As part of its onging campaign to help Americans clean out their medicine cabinets, the DEA has launched “National Prescription Drug Take-Back Day” twice a year. The next one is this Saturday, April 27, 2019, 10:00 a.m. – 2:00 p.m. Take-Back Day is a safe, convenient, and responsible way to dispose of unused or expired prescription drugs, the DEA says.

Six million Americans have misused controlled prescription drugs, according to the 2017 National Survey on Drug Use and Health. The study found that most abused prescription drugs were gotten from family and friends, often from the home medicine cabinet.

The DEA’s Take-Back Day website [1] offers a collection site locator where nearby residents can dispose of their unused prescription drugs. The last Take-Back Day was held Oct. 27, 2018. And the numbers show it was a success, the DEA states. Total law enforcement participation came in at 4,770 departments. While total collection sites numbered 5,839. The total weight of the prescription drugs collected: 914,236 lbs. (457.12 Tons).

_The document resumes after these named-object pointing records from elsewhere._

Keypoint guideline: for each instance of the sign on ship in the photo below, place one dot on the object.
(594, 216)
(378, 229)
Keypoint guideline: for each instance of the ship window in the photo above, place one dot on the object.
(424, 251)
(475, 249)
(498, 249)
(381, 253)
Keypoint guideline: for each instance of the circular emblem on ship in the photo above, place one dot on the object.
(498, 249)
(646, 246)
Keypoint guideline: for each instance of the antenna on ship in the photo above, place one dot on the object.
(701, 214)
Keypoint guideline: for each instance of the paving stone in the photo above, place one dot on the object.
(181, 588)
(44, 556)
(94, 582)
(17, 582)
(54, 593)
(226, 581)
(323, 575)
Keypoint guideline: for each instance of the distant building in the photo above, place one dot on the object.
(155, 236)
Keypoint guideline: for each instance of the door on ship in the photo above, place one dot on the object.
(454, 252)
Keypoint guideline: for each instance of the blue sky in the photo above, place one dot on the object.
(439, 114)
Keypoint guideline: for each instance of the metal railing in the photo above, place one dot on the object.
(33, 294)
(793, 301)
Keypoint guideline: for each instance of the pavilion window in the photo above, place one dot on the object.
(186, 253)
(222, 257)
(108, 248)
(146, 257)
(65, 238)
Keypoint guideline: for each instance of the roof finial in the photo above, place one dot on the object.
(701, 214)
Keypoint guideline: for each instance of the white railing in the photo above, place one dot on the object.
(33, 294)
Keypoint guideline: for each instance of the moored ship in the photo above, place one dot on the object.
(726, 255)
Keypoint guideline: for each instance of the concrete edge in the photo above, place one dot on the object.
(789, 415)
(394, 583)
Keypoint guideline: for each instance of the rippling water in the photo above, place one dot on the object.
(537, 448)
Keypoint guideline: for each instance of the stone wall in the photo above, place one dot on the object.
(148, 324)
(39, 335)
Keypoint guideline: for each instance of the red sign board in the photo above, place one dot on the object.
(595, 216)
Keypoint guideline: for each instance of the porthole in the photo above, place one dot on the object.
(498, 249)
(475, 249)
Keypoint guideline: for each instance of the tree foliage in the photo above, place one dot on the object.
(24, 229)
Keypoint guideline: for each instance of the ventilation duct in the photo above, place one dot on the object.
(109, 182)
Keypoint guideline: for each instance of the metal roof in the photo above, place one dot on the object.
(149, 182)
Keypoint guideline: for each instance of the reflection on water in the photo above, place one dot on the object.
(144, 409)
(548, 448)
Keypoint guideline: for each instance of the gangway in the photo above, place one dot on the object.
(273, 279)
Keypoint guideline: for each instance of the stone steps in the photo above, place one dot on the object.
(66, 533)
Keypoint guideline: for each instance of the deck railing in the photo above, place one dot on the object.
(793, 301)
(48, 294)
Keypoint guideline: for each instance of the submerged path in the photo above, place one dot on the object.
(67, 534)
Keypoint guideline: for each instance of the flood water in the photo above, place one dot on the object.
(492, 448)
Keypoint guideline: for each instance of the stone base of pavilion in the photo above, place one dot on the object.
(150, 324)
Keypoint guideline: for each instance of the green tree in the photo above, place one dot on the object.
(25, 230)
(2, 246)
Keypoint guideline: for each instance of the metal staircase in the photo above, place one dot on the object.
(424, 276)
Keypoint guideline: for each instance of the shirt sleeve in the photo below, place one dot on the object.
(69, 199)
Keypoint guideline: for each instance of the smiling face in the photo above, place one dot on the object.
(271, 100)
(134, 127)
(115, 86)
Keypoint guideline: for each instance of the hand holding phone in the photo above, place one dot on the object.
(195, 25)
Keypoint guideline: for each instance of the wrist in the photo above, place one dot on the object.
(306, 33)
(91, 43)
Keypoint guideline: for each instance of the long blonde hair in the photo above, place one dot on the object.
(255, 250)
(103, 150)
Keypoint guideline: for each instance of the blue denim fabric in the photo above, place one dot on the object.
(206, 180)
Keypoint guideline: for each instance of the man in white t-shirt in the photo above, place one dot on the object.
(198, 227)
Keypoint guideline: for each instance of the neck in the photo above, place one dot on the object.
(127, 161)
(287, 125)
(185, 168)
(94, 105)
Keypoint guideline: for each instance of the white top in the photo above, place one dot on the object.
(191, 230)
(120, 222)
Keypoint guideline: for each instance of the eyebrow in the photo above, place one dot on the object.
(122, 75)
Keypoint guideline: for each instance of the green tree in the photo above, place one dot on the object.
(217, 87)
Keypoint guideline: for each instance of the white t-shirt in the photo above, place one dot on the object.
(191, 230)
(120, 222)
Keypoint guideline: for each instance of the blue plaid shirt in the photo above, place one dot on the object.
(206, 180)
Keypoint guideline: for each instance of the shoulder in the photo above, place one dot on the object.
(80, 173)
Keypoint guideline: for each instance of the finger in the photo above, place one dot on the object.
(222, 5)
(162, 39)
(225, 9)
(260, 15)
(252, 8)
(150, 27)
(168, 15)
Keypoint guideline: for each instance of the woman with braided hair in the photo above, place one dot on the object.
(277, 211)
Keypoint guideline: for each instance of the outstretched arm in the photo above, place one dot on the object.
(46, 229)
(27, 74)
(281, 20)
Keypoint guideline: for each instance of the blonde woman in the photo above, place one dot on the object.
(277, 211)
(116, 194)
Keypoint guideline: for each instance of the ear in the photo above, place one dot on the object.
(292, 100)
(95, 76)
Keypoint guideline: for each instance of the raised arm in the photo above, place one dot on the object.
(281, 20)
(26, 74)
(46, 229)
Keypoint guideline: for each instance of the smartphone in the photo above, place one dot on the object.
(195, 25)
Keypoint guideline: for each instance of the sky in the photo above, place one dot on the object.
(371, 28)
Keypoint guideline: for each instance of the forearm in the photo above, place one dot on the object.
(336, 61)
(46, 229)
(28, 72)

Public health officials say unused or expired prescription medications amount to a safety issue — not just for the public but for the individual who was prescribed the medication.

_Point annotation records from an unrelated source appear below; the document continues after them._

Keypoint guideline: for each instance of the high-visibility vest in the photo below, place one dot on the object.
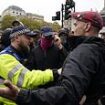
(13, 70)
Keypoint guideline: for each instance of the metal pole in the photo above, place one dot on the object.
(62, 8)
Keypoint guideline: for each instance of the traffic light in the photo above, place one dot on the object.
(57, 17)
(68, 5)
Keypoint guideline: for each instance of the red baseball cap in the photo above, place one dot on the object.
(90, 16)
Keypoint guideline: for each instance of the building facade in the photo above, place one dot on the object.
(19, 12)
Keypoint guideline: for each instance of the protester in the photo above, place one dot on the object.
(64, 34)
(47, 54)
(83, 71)
(5, 38)
(102, 33)
(12, 58)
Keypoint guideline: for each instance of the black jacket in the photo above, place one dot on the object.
(83, 73)
(52, 58)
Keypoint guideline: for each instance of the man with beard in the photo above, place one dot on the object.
(83, 70)
(12, 58)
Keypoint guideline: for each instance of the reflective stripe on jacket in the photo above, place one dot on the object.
(14, 71)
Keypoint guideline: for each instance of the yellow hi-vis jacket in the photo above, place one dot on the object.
(13, 70)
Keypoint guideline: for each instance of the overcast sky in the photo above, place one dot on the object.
(47, 8)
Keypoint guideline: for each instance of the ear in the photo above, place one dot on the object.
(87, 27)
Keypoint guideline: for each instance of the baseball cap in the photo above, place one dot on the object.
(90, 16)
(47, 31)
(102, 31)
(19, 30)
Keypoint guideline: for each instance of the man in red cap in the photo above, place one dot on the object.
(83, 71)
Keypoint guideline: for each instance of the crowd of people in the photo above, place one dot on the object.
(44, 68)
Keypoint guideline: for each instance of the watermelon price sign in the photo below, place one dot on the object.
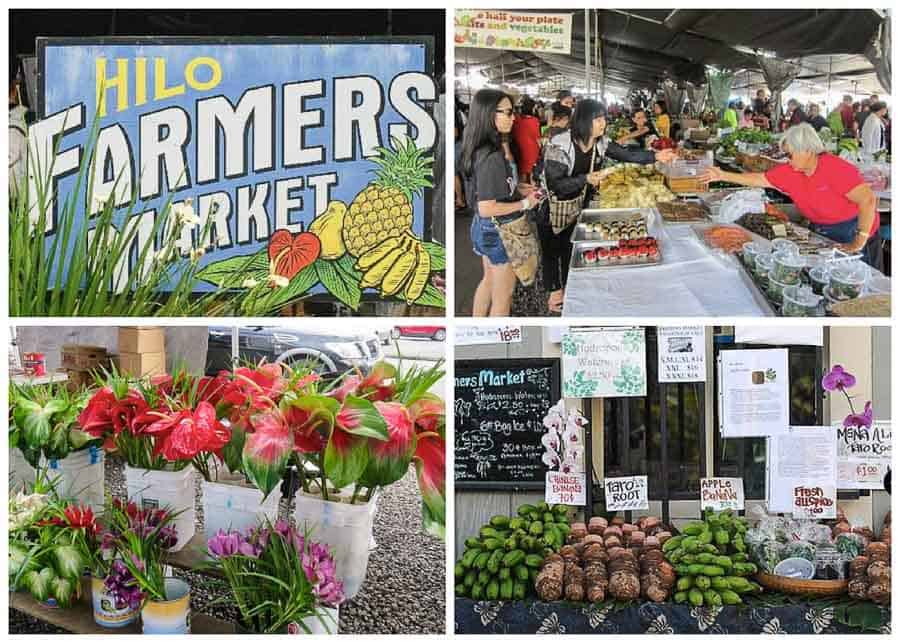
(303, 164)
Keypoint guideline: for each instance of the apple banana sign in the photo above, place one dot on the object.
(302, 165)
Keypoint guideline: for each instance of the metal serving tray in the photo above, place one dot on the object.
(577, 263)
(591, 216)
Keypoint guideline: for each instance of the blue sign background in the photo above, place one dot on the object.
(68, 78)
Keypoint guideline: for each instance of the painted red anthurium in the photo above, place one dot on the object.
(389, 459)
(266, 450)
(347, 452)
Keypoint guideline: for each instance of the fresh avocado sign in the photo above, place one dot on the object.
(304, 164)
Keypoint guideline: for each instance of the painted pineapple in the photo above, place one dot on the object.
(377, 228)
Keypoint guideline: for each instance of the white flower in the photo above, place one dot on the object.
(279, 281)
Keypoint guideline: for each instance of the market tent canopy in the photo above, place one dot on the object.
(640, 48)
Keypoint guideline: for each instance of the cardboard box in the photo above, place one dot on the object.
(142, 364)
(84, 358)
(142, 339)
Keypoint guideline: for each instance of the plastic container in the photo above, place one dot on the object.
(796, 568)
(346, 528)
(749, 252)
(847, 281)
(776, 288)
(799, 301)
(105, 612)
(171, 616)
(788, 267)
(172, 489)
(79, 477)
(785, 245)
(763, 264)
(819, 278)
(232, 506)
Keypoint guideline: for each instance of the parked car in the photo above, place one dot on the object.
(437, 333)
(329, 353)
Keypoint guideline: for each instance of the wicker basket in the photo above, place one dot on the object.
(798, 586)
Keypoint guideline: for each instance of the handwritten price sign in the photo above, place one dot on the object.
(565, 489)
(626, 493)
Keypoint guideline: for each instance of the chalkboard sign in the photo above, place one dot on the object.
(499, 411)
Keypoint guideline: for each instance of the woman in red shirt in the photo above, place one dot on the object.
(826, 189)
(526, 135)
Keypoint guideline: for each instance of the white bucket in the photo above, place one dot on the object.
(232, 506)
(166, 489)
(79, 477)
(21, 474)
(346, 529)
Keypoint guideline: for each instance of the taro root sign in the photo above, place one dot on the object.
(626, 493)
(302, 162)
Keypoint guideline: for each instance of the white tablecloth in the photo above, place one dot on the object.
(690, 282)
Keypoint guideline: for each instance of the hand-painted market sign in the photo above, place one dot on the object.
(306, 162)
(514, 30)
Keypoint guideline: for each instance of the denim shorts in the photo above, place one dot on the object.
(486, 241)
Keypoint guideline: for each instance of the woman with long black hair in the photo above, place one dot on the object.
(493, 193)
(571, 171)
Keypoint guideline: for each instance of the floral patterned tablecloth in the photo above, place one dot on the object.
(535, 617)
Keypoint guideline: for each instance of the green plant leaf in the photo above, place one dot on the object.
(339, 284)
(231, 272)
(431, 296)
(438, 255)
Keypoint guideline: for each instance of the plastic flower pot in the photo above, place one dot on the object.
(79, 477)
(105, 612)
(232, 505)
(345, 528)
(165, 489)
(171, 616)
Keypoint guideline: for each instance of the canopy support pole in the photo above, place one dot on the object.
(587, 51)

Over-the-counter pills, such as acetaminophen, ibuprofen or aspirin, may still have some effect and won’t harm individuals beyond their expiration dates. But that’s not the case with many prescription drugs that treat chronic diseases. Paul Gipps, M.D. [2], a geriatrician and internal medicine physician with Baptist Health Primary Care [3], cautions his patients against using life-saving medications, such as nitroglycerin and epinephrine injectors for anaphylactic allergic reactions, beyond their expiration dates.

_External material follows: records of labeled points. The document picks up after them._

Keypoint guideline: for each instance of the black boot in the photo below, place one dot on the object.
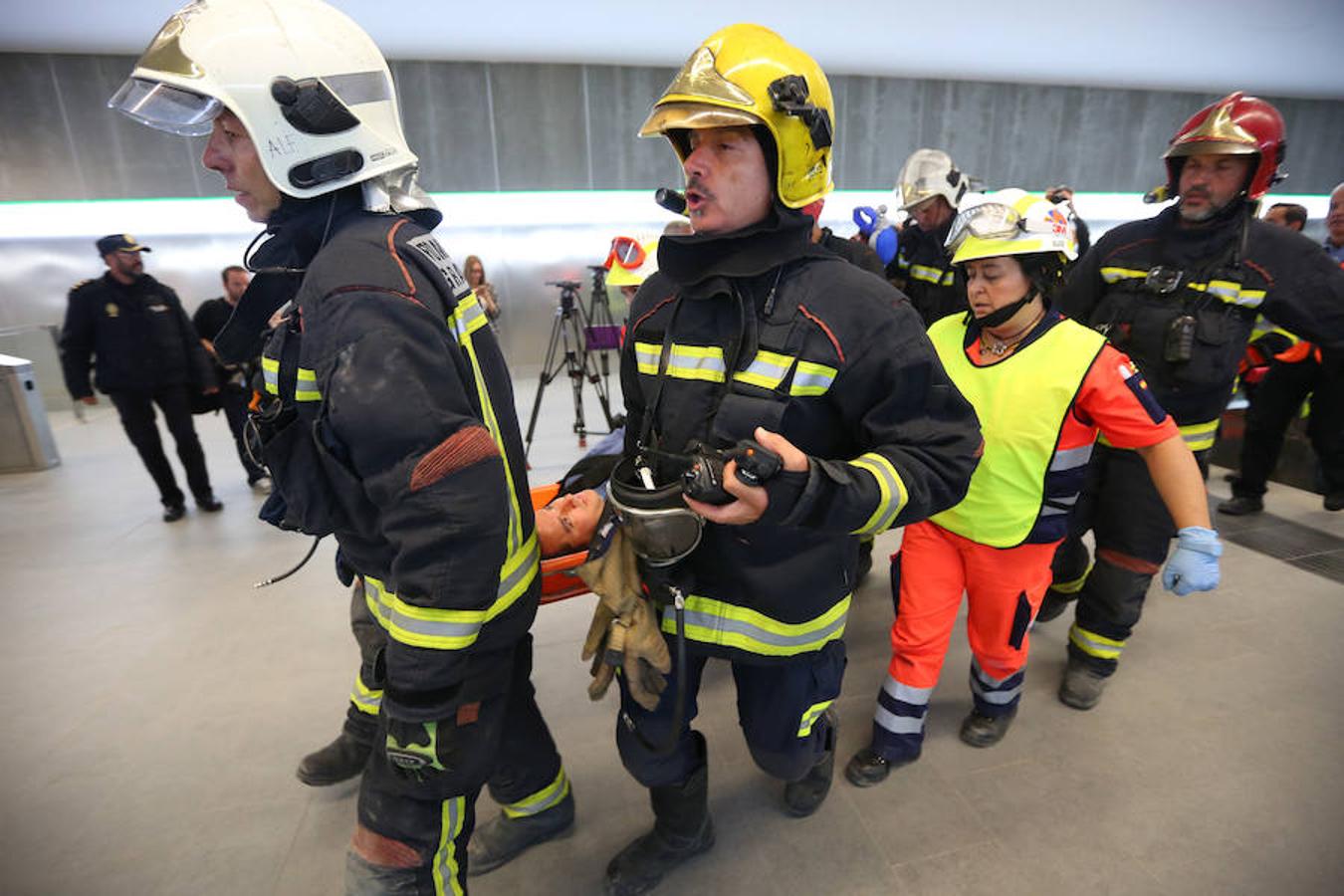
(336, 762)
(868, 768)
(803, 796)
(1081, 687)
(499, 840)
(682, 829)
(986, 731)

“These medications must be at their most potent level, as determined by their expiration dates, to ensure they will work as they should,” he said. “I’ve had patients use expired nitroglycerin tablets for chest pains and have ended up in the ER.”

Another important issue is proper storage. Some experts recommend not storing medications in a medicine cabinet in a warm, damp bathroom or in the kitchen, where temperatures can also fluctuate.

“It’s best to follow the manufacturer’s storage instructions,” said Dr. Gipps. “It’s probably not a good idea to keep medications in your car, for example.”